The lobster population in the Gulf of Maine has been doing quite well in recent years, which is why I can get chicken lobsters for $4 a pound or sometimes even less! But this seems to be a short-term trend; the warming north Atlantic has pretty much killed off lobsters south of Cape Cod, and the Portland Press-Herald reports that scientists think the population in the rest of the gulf has peaked and could fall at least 40 percent in coming decades:
“In our model, the Gulf of Maine started to cross over the optimal water temperature for lobster sometime in 2010, and the lobster population peaked three or four years ago,” said Andrew Pershing, GMRI’s chief scientific officer and one of the authors of the study. “We’ve seen this huge increase in landings, a huge economic boom, but we are coming off of that peak now, returning to a more traditional fishery.”

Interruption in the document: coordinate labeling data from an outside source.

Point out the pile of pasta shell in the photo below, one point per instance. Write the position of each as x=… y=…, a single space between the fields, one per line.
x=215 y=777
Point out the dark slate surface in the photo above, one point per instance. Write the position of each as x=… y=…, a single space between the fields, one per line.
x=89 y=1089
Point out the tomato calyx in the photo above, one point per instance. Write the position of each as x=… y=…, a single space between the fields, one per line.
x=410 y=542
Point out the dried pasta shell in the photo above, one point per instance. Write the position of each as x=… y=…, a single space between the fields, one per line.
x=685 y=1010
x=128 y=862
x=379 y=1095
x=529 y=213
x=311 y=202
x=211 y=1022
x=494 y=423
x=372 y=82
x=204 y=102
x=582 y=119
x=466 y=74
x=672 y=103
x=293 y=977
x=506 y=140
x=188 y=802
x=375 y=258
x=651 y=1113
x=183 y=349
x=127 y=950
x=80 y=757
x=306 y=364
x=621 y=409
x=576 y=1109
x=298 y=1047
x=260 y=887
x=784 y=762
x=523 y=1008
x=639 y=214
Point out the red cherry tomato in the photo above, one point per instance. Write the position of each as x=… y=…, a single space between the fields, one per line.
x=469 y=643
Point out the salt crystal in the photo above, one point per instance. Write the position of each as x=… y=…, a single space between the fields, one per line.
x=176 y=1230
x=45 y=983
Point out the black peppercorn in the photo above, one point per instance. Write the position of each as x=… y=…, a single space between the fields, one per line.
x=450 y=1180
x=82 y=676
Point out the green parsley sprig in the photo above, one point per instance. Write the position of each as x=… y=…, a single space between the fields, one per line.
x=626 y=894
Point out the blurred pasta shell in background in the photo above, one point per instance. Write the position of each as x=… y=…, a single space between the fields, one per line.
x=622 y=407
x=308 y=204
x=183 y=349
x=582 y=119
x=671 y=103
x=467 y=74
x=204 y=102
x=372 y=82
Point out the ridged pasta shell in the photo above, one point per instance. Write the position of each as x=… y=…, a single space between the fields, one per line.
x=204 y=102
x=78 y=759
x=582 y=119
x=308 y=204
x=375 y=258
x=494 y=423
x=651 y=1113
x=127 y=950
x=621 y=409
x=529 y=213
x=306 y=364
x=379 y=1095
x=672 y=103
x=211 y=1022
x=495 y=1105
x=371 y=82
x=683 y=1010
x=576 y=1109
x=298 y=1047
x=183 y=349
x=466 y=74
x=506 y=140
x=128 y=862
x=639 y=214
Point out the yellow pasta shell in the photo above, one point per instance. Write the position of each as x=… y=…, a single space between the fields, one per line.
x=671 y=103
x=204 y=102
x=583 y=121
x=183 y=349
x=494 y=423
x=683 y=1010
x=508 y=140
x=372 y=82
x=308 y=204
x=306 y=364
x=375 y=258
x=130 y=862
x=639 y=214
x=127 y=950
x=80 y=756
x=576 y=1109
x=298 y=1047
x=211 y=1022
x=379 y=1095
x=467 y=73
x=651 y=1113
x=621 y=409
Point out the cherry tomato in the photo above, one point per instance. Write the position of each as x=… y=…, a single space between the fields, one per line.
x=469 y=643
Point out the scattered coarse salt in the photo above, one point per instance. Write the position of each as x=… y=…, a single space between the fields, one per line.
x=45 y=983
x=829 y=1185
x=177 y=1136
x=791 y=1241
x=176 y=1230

Industry leaders have been girding themselves for a decline in landings ever since the recent boom began. While not everybody believes the decline will happen that fast or fall so much, most lobstermen admit the impact that warming water has had on their fishery, said Dave Cousens, the president of the Maine Lobstermen’s Association. It drove up landings by pushing lobsters into the Gulf of Maine, and over time it will drive lobsters out to colder offshore waters or the Canadian Maritimes, he said.
It’s a good piece. The Press-Herald covers the lobster industry really, really well. Plus, it’s got an awesome photo of a diver with a gigantic lobster.